In one sense, his latest recording is not a new direction for him. ("I always used horns," he says.") But the difference between his style today and in his early career is obvious on a cut like "My Time Is Expensive," a song he recorded in 1947 with a 23-piece band. Here, a smooth Gatemouth Brown is playing in the style of the more romantic era. The horns on the single are lush. On Gate Swings, though, Quezergue has them punching emphatically behind Brown's stinging Gibson Firebird guitar.
Brown also has been known as a vocalist and a songwriter throughout his career, and the disc includes a mix of instrumentals and vocals. It's somewhat suprising, then, that Brown says he "hates singing."
"I don't consider myself a vocalist, but the world thinks I am," he says. "I consider myself an instrumentalist. Back in '47 when I first started recording, people thought you had to sing in order to play. But I proved to the world I could ... make the guitar and fiddle do the vocals. See, I phrase my instruments as horns -- other instruments than they're supposed to be."
Brown likes to be unpredictable and refuses to be put in any particular musical box. Performing on both guitar and fiddle, it's immediately apparent that he's not simply a blues, jazz, country or bluegrass artist. In fact, he's also been heard playing an array of other instruments, such as drums, mandolin, harmonica, viola and piano. Brown also fronts a regular working band, Gate's Express, which features him exclusively on guitar and a 13-piece horn section filled with New Orleans musicians.

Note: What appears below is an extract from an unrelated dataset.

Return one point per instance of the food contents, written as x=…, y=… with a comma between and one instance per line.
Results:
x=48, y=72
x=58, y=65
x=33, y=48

He says that for years, the world accepted him as an artist with a variety of voices, but the media didn't.
"They thought I was in too many places at once. They couldn't pigeon-hole me. The country media tried like hell to keep me out of the country scene. But I broke in there, too."
Brown's father also was a multi-instrumentalist, and his son learned that he didn't have to limit himself to one ax or one style. "He encouraged me, but he didn't show me nothing. He just said, `Pay attention,' and I did."
Despite such a long stay in the business, Brown says he has never had to retreat -- never had to take a step back. During the '60s, however, he did pause to re-evaluate his situation.
"When I was playing what they call rhythm and blues, I stopped and people thought I had retired. But I didn't. I went to Durango (Colorado) and started developing my Cajun, country and bluegrass. I could see times were changing. I had to change, and I did."
Both his Louisiana and Texas roots can be heard in his style, which he calls "American and world music with Texas drive." He mixes and matches regional sounds using the rhythmic Texas "drive" -- accenting the first and second beat -- or by heading to the bayous for some Cajun-influenced fiddling.
On stage, Brown now appears to be more joyful than he was when his personal troubles sometimes affected the consistency of his shows. He could always play -- his startling virtuosity never faltered -- but he was sometimes moody, letting a touch of bitterness show through.
"Yes, I'm over a big hurt. But I promised my father that I would take care of myself in every respect."
"I don't worry about what was. I don't worry about will be. I think about what is." What "is" is Gatemouth Brown feeling good, sounding great and, with Gate Swings rising on the Billboard charts, continuing to move forward.
"Let the music get the the applause," says Brown. The words are spoken with all the character of a true lover of his work and a legend of our time.